We live in northern Europe where there is a good welfare system but it still demoralizes me to think that my future partner in life is too broke and might end up relying on that. He is pretty serious about me and have told me many times he wants to build a life with me since his kids and family have grown attached with me. He also quit his 9 to 5 job to be able to spend more time with his children when he has no work. He is a great dad, no doubt about it, spoils them even if he has financial burdens and that is one of the things that drives me nuts. I bought him groceries cuz I wanted him to help him save and be frugal even if these are his kids so when I see him spending money on them on weekends in fairs and restaurants, I feel like my sacrifices are useless.
_Posted via Mobile Device_


----------



## T&T (Nov 16, 2012)

stillcoping said:


> It means just that. He has a work only when they call. No call, no work. And if he has no calls, he would stay in the bed and sleep until 1pm. It used to bother me but when theres a job, he's always up early and active. I already told him to be more agressive in finding prospects (his company is about refrigeration) but he said in his field, it does not work that way. You cannot bug people on the phone about your service or "steal" other company's customers. *He said it is unenthical.*


Bullsh!t. You mean it's unethical to promote your company, skills and hopefully cheaper prices, due to low overhead? Bullsh!t!

It's dog eat dog and he's already set himself up for failure. 

The first year I owned my first business I was working 90-100 hours a week. He will fail. If I didn't have enough work I spent my time trying to find more. Lay in bed? Not a chance.

You need to have a serious talk about this.

ETA: What the hell is wrong with dropping by a customer to say hi? Answer-Nothing


----------



## Maneo (Dec 4, 2012)

I don't know about where you live but I don't know of any businesses that succeed waiting for customers to call. You have to get out and market and work to find new customers. That's a red flag to me. But maybe that is just an American capitalist perspective.


----------



## EnigmaGirl (Feb 7, 2015)

> its not smart ass crap...he does deserve better than you!!! really wow i should kick my wife to the curb because i make 75% more money than her and when she lost her job a few years ago i had to pay for everything. seriously leave him it would be the best thing you could do for him and his kids.

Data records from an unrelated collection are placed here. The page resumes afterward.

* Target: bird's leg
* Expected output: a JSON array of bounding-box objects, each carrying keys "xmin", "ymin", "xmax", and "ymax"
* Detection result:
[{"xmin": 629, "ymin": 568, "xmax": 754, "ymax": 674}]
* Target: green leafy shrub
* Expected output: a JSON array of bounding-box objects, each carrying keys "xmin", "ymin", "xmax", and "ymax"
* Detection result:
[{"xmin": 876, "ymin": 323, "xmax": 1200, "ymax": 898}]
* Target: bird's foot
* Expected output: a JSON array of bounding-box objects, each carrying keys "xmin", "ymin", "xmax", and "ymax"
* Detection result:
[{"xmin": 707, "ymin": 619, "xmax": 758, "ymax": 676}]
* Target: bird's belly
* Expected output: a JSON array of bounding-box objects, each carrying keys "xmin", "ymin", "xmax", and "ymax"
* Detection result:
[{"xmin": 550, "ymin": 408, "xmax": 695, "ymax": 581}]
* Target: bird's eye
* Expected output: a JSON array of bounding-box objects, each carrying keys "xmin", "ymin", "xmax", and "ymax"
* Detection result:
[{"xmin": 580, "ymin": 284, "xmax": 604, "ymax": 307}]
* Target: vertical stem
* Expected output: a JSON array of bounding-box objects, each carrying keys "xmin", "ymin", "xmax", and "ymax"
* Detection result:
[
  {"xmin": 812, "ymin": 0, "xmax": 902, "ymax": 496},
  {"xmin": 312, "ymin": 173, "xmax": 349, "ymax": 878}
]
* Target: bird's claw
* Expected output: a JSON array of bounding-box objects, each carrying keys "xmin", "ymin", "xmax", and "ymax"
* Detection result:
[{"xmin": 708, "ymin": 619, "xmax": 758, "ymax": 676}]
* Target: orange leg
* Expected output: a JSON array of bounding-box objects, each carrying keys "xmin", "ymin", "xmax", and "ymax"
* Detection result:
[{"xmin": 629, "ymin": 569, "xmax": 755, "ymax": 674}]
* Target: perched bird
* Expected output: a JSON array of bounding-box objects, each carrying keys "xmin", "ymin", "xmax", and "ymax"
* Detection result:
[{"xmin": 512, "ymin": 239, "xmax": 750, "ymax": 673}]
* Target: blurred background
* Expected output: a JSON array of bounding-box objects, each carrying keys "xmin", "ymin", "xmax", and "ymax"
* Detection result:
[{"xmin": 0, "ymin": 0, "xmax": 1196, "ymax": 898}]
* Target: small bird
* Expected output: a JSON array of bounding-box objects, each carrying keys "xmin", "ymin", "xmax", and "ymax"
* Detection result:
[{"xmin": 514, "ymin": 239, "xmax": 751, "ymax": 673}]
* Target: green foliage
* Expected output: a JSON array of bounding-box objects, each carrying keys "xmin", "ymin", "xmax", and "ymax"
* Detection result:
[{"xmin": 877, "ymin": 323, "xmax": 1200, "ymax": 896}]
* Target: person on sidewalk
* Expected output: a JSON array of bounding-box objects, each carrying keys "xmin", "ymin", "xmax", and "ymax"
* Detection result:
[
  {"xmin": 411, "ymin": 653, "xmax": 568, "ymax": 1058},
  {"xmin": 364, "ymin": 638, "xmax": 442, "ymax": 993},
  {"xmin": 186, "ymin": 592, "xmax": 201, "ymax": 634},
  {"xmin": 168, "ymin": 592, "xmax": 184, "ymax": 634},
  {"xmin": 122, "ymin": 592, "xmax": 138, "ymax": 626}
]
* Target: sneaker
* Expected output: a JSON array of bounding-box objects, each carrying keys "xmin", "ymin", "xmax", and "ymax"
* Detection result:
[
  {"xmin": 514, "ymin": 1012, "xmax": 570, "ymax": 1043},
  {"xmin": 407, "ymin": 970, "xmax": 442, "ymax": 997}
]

This is a woman with children to support....it would be completely irresponsible to get involved with someone that you already know has debt from previous relationships. We're not talking about life situations that happen during their relationship...this debt was previous to her and she may be taking it on and burdening her existing family with it. 

I wish more people would consider the financial state and the financial morality of the people they're getting seriously involved with. This OP is doing exactly the right thing in asking this question. I commend her.



> No call, no work. And if he has no calls, he would stay in the bed and sleep until 1pm.


Ok...this is a red flag to me. 

Look, he's got financial issues...so he has an obligation to get himself out of it in a concrete manner. If work isn't coming to him regularly in his current job...then he needs to go out and get a second job or go to back to get skills training/education. Sleeping until 1pm when you're broke...not cool...especially when he's talking about welfare.

This wouldn't sit well with me. Able-bodied young men shouldn't be on social assistance.

What you're looking for here is a go-getter....someone who is going to work themselves out of a tough situation with you when you have a problem in your relationship. I'd be worried about his lack of motivation.


----------



## T&T (Nov 16, 2012)

Maneo said:


> I don't know about where you live but I don't know of any businesses that succeed waiting for customers to call. You have to get out and market and work to find new customers. That's a red flag to me. But maybe that is just an American capitalist perspective.


Capitalism is worldwide for business owners. 

It's only governments that are socialist.

It's a GIANT red flag. He's sitting around waiting for customers to come to him. Failure, plain and simple. Or, poverty at best.


----------



## stillcoping (Oct 14, 2012)

He does promote his company in his own ways dont get me wrong. He does what he can, just not to the point of pestering them.
He has advertisements popping out in the tv monitors of some sport store. He has an fb page about his company and recently had a raffle promo for concert tickets so more people will share abd spread his page. Paid someone to make a professional looking website for his company and I applaud him for all his efforts but still feel kinda sorry for him knowing that his income relies on amount of calls he gets. I couldn't remove the nagging feeling that it may really take a long for his company to really take off like he said and be completely debt free. And by that time I will be in late 30s and may be too old to find someone new/more stable or start dating again if in case I get tired of waiting for him to sort his life out. He said if business fails, his last option is to go back working 9 to 5 even if he abhors it so much. But then he will still have a lot of debts to pay from the company and loans with his ex live in partner. And the thought really bothers me to the point that I am starting to lose physical and sexual attraction towards him. And I really hate feeling like this cuz he was there for me when I was pregnant and struggling all alone. Loving and helping me in many ways.
_Posted via Mobile Device_


----------



## T&T (Nov 16, 2012)

I still think sleeping in until 1pm is unacceptable on days off, but you didn't paint a clear picture of what he's doing earlier in the thread.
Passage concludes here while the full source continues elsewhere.